3. Chylomicron-triacylglycerol concentrations in arterial(ized) plasma increased post-prandially and peaked at 240–300 min. There was a comparable increase in the very-low-density lipoprotein-triacylglycerol concentration, peaking at 300 min.

4. Clearance of chylomicron-triacylglycerol by adipose tissue increased after the meal (P <0.05). In contrast, the clearance of very-low-density lipoprotein-triacylglycerol by adipose tissue decreased post-prandially (P <0.05).
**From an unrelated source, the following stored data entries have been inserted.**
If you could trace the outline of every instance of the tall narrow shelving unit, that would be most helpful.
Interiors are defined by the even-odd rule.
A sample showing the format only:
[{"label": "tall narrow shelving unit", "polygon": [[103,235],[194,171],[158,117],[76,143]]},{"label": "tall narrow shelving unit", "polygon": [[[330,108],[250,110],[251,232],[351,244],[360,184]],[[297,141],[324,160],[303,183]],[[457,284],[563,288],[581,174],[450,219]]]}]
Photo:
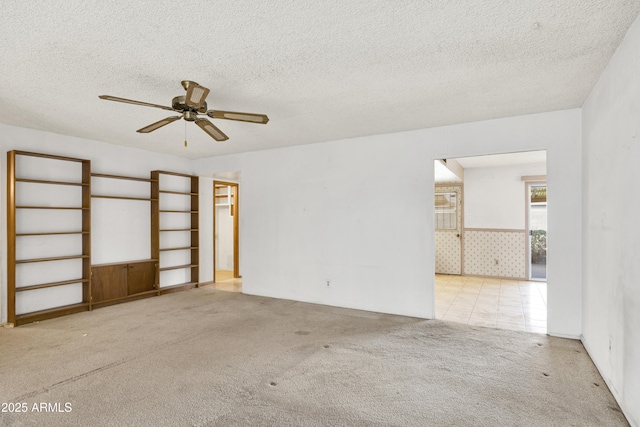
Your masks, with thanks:
[{"label": "tall narrow shelving unit", "polygon": [[[34,177],[33,175],[29,177],[29,168],[25,167],[23,171],[18,164],[20,163],[20,159],[28,161],[28,159],[33,158],[48,159],[54,161],[54,163],[55,161],[79,163],[79,173],[78,176],[75,177],[77,179],[42,179]],[[18,194],[17,191],[19,183],[34,186],[79,187],[81,189],[81,196],[79,198],[80,200],[78,200],[79,203],[72,206],[55,205],[50,201],[42,205],[35,204],[34,202],[22,204],[19,202],[22,194]],[[43,191],[40,191],[40,193],[46,194],[46,192]],[[74,223],[68,229],[64,230],[47,231],[28,229],[28,227],[18,229],[17,223],[21,220],[21,215],[29,211],[41,213],[75,211],[80,212],[81,215],[80,221],[77,221],[77,223]],[[24,222],[26,223],[28,221]],[[32,221],[29,223],[29,226],[34,222],[35,225],[40,225],[44,221]],[[37,249],[43,246],[47,248],[58,248],[58,245],[42,245],[41,242],[37,244],[31,242],[31,244],[29,244],[26,242],[26,239],[55,239],[73,235],[81,237],[81,244],[79,245],[81,248],[78,250],[80,253],[73,255],[36,256],[33,258],[24,256],[24,252],[28,252],[34,248]],[[23,256],[18,258],[18,253]],[[29,266],[71,260],[81,260],[80,271],[77,271],[78,269],[74,271],[74,268],[69,268],[69,276],[64,279],[50,282],[39,281],[30,284],[25,284],[25,281],[22,280],[25,279],[25,277],[31,277],[31,280],[33,280],[32,277],[37,277],[37,274],[34,275],[33,272],[28,271]],[[20,271],[18,271],[19,269]],[[64,273],[66,273],[66,270]],[[7,153],[7,284],[8,321],[15,325],[91,309],[91,162],[89,160],[16,150]],[[81,285],[81,296],[78,295],[77,292],[74,292],[74,285]],[[47,290],[47,301],[54,301],[49,304],[49,307],[28,310],[27,308],[30,304],[25,303],[22,309],[17,310],[18,298],[24,296],[26,299],[29,299],[28,297],[30,295],[41,293],[44,290]],[[39,299],[42,300],[42,298]],[[56,302],[56,300],[59,302]],[[67,303],[65,301],[74,302]],[[33,304],[31,304],[31,306],[32,305]],[[19,312],[17,313],[16,311]]]},{"label": "tall narrow shelving unit", "polygon": [[[153,211],[153,203],[158,201],[157,196],[153,197],[153,186],[157,183],[153,179],[105,173],[91,173],[91,177],[98,180],[130,181],[150,185],[150,189],[146,190],[147,196],[145,197],[100,193],[92,194],[91,197],[94,199],[121,200],[126,203],[150,202],[152,204],[151,211]],[[95,187],[96,185],[94,185]],[[95,212],[96,216],[98,213],[99,210]],[[97,257],[98,253],[94,253],[94,258]],[[145,259],[120,259],[118,262],[92,265],[92,306],[105,307],[157,295],[158,261],[157,257],[145,257]]]},{"label": "tall narrow shelving unit", "polygon": [[[163,179],[163,177],[165,177]],[[165,179],[184,180],[182,190],[173,190],[163,186]],[[151,257],[160,260],[158,263],[158,275],[160,277],[158,294],[176,292],[193,287],[199,284],[199,235],[198,235],[198,177],[194,175],[181,174],[167,171],[151,172],[152,188],[152,213],[151,213]],[[179,202],[172,205],[165,202],[169,197],[179,199]],[[171,221],[171,217],[174,221]],[[186,217],[181,220],[181,217]],[[175,218],[178,218],[175,221]],[[175,226],[172,223],[181,224]],[[169,234],[182,234],[188,236],[183,239],[184,244],[164,244],[163,237]],[[172,263],[164,260],[163,255],[175,253],[182,255],[186,260],[182,263]],[[186,255],[186,256],[185,256]],[[177,257],[180,259],[180,257]],[[182,270],[186,281],[174,283],[174,281],[164,281],[163,272],[179,272]]]}]

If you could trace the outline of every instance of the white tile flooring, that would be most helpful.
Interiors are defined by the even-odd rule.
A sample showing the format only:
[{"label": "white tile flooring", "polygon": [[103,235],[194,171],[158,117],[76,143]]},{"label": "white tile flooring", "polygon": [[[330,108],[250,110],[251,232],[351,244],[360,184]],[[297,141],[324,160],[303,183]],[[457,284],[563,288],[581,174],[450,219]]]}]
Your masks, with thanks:
[{"label": "white tile flooring", "polygon": [[436,319],[547,333],[547,284],[436,274]]}]

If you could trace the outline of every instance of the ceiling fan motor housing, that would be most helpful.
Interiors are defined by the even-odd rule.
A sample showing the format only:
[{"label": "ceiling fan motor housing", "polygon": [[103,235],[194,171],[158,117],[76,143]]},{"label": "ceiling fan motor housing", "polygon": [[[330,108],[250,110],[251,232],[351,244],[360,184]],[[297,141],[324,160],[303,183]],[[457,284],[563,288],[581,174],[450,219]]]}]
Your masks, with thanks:
[{"label": "ceiling fan motor housing", "polygon": [[[178,110],[178,111],[183,111],[183,112],[187,112],[187,111],[193,111],[193,112],[198,112],[198,113],[206,113],[207,112],[207,103],[203,103],[202,107],[198,108],[197,110],[188,106],[186,103],[186,97],[183,96],[176,96],[175,98],[173,98],[173,100],[171,101],[171,107],[173,107],[174,110]],[[186,118],[186,116],[185,116]]]},{"label": "ceiling fan motor housing", "polygon": [[198,118],[198,113],[196,113],[195,111],[185,111],[183,117],[186,121],[193,122]]}]

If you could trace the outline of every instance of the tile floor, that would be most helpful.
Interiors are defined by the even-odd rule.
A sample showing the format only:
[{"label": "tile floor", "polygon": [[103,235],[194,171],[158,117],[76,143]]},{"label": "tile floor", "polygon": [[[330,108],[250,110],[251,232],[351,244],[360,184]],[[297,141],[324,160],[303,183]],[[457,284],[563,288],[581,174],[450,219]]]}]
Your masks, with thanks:
[{"label": "tile floor", "polygon": [[219,291],[242,292],[242,279],[227,279],[216,282],[213,287]]},{"label": "tile floor", "polygon": [[219,291],[242,292],[242,279],[235,279],[233,271],[216,270],[216,280],[213,287]]},{"label": "tile floor", "polygon": [[436,274],[436,319],[547,333],[547,284]]}]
5. Although there was significant uptake of chylomicron-triacylglycerol by the forearm muscle post-prandially, this was less than by the adipose tissue. Very-low-density lipoprotein-triacylglycerol was unaffected by passage through the forearm muscle at any time.
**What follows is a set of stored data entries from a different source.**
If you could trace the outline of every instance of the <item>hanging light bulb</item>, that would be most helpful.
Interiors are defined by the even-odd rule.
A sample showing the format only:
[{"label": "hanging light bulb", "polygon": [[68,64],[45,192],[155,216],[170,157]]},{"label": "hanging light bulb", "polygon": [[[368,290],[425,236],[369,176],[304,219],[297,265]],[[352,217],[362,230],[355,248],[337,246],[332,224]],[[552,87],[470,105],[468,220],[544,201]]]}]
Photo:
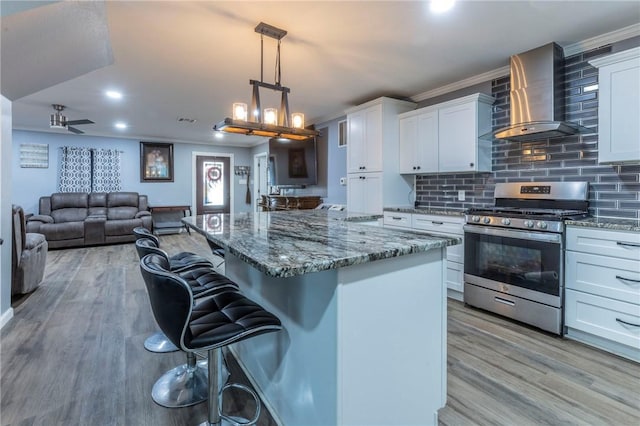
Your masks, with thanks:
[{"label": "hanging light bulb", "polygon": [[242,102],[233,104],[233,119],[247,121],[247,104]]},{"label": "hanging light bulb", "polygon": [[304,114],[301,112],[291,114],[291,124],[294,129],[304,129]]},{"label": "hanging light bulb", "polygon": [[278,110],[276,108],[264,109],[264,124],[277,124]]}]

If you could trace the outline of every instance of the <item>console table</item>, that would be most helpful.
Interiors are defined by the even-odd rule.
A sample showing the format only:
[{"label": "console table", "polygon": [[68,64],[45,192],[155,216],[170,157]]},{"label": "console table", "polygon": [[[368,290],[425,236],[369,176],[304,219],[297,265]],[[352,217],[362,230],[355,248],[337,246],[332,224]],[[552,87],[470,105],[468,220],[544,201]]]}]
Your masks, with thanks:
[{"label": "console table", "polygon": [[317,195],[287,196],[287,195],[263,195],[260,201],[262,211],[274,210],[307,210],[315,209],[322,203],[322,198]]},{"label": "console table", "polygon": [[149,206],[149,211],[153,217],[154,231],[184,228],[191,234],[189,227],[181,222],[183,217],[191,216],[191,206]]}]

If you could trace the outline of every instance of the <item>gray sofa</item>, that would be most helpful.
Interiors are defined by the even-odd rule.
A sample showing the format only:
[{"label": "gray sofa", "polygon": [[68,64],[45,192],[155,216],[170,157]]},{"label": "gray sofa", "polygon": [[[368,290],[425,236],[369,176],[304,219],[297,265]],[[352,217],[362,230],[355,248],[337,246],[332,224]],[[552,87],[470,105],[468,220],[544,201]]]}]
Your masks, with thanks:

6. We conclude that the extraction of lipoprotein-triacylglycerol by human adipose tissue is important in determining the fasting plasma triacylglycerol concentration. Chylomicron-triacylglycerol, appearing in the plasma post-prandially, may compete with very-low-density lipoprotein-triacylglycerol for clearance by adipose tissue lipoprotein lipase, and this mechanism may explain, at least in part, the post-prandial rise in very-low-density lipoprotein-triacylglycerol. Forearm muscle, in contrast, appears to play a much smaller role in the extraction of plasma triacylglycerol, especially that in the very-low-density lipoprotein fraction.